何が不満かというと,5ヶ国語(フランス語,スペイン語,ドイツ語,英語,ポルトガル語)が飛び交う中,(できる範囲でだけれど)必死に台詞を聞きったり,字幕を読んだ挙句,結局ツヴァイクが何故自殺したのかがよく分からなかった。この不可解さは,見る方の知識や語学力が不足に起因しているのでもなければ,監督が観客に意図的に投げかける構造的な謎でもなく,シナリオの弱さに起因しているとしか思えない。まあ,仕事に集中できない,金がないと嘆く場面はあるのだけれど,そう言いながら新作は出版しているし,金がないとはいえ,文字通り着の身着のままヨーロッパから逃げ出していたユダヤ人と違って,ツヴァイクはどこに行っても歓待されている。万が一ツヴァイクの嘆きが自殺の原因だととしても,彼が漏らす嘆きは彼の危機的な状況ではなく,彼の現実感覚の無さばかりを浮き上がらせてしまうのだ。また自分が置かれて状況(例えば戦局)に絶望しているとしても,そう考えるにはあまりに彼は,よく言えば感覚的,悪く言えば即物的な人間に見える。映画からは,どう見てもツヴァイクはブラジルの亡命生活を楽しんでいるとしか見えないのだ。

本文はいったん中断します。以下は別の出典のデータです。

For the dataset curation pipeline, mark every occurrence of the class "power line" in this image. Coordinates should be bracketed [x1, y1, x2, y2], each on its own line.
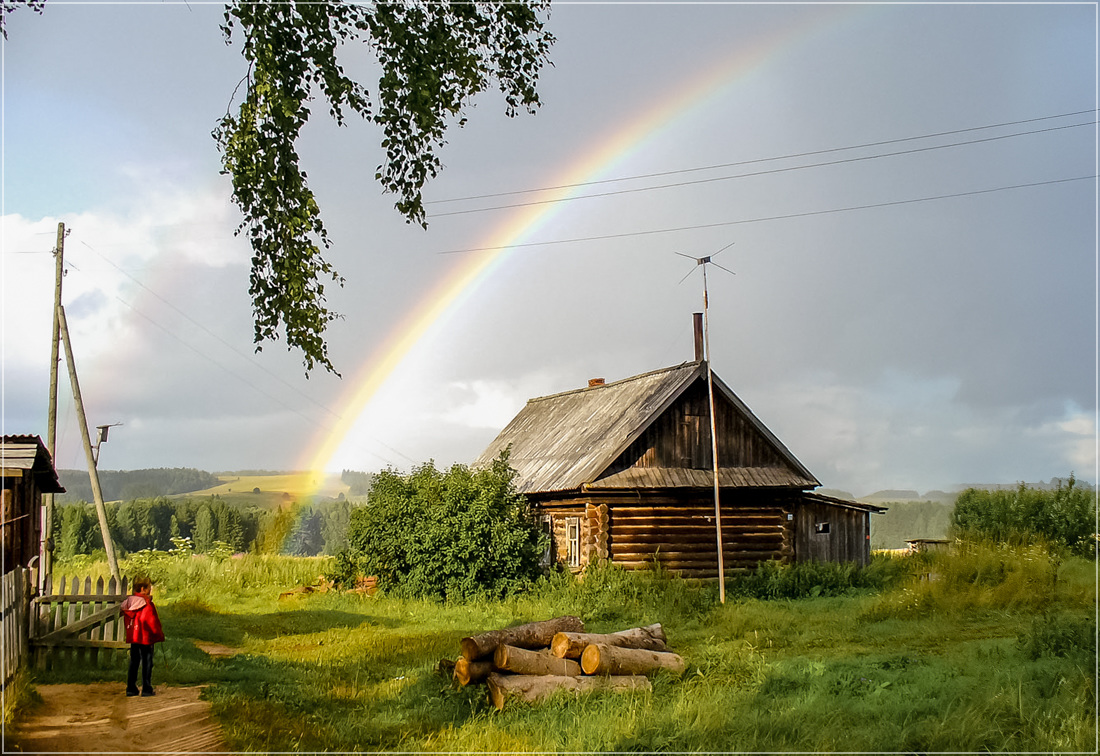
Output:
[66, 240, 418, 467]
[431, 121, 1095, 218]
[427, 109, 1096, 207]
[436, 175, 1095, 255]
[78, 239, 342, 420]
[108, 297, 412, 469]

事実,映画の中では,あらゆる人種が調和の中で暮らしていると,ツヴァイクはブラジルを褒めちぎるのだが,映画の中では南米を牛耳る白人と額に汗して働く黒人というふうに人種の違いが階級の違いと見事に合致している。もしも,これが当時のヨーロッパを代表する大作家ツヴァイクが考える調和なら,申し訳ないがそんな調和などいくらヨーロッパ人が世界中に押し付けようとしたても,こちらこそ願い下げだ!
というわけで,この映画は,リオのオリンピック+パラリンピックに便乗した企画にしか思えなかった。日本では公開されることはないと思うが,公開されてもくれぐれも見に行かないように。本当にお金と時間の無駄です。